Chipotle Is Selling Off After Four Sick Employees Forced A Boston-Area Store To Close
Chipotle Mexican Grill, Inc. (NYSE: CMG), which is recovering from a series of food-borne illness issues, faced another blow when it closed a Boston-area store after four of its employees fell ill.
However, no customer illnesses were reported at the burrito chain, according to a report from the New York Post.

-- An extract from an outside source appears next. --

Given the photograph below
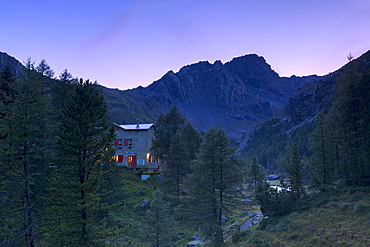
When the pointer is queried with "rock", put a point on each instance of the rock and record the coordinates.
(144, 203)
(195, 243)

"We do not know if the employees are ill with norovirus and no customers illnesses are connected to this restaurant,"a Chipotle spokesman told the Post. "Any employees who reported feeling ill will be held out of the restaurant until they fully recover."
The news comes a week after a market survey that showed willingness to eat at the restaurant is increasing. Chipotle is the owner of fast-casual concepts, including its namesake brand, the second-largest fast-casual restaurant concept in the United States in terms of domestic system-wide sales.
Related Link: Chipotle Haters Are Coming Back
Chipotle's stock was battered after outbreaks of norovirus and E. coli at its restaurants sickened customers last year. Late January, Chipotle was served with a subpoena broadening the scope of the previously-announced criminal investigation related to the outbreak. It was just earlier this year that the Centers for Disease Control and Prevention closed its investigation of Chipotle.
Chipotle's shares fell 3.8 percent to $504.50 in Wednesday's pre-market session. The stock closed Tuesday's regular trading session at $523.62. Shares have gained 9 percent this year.
The stock was trading above the $700 level in October 2015 and nearly fell below the $400 level in mid-January.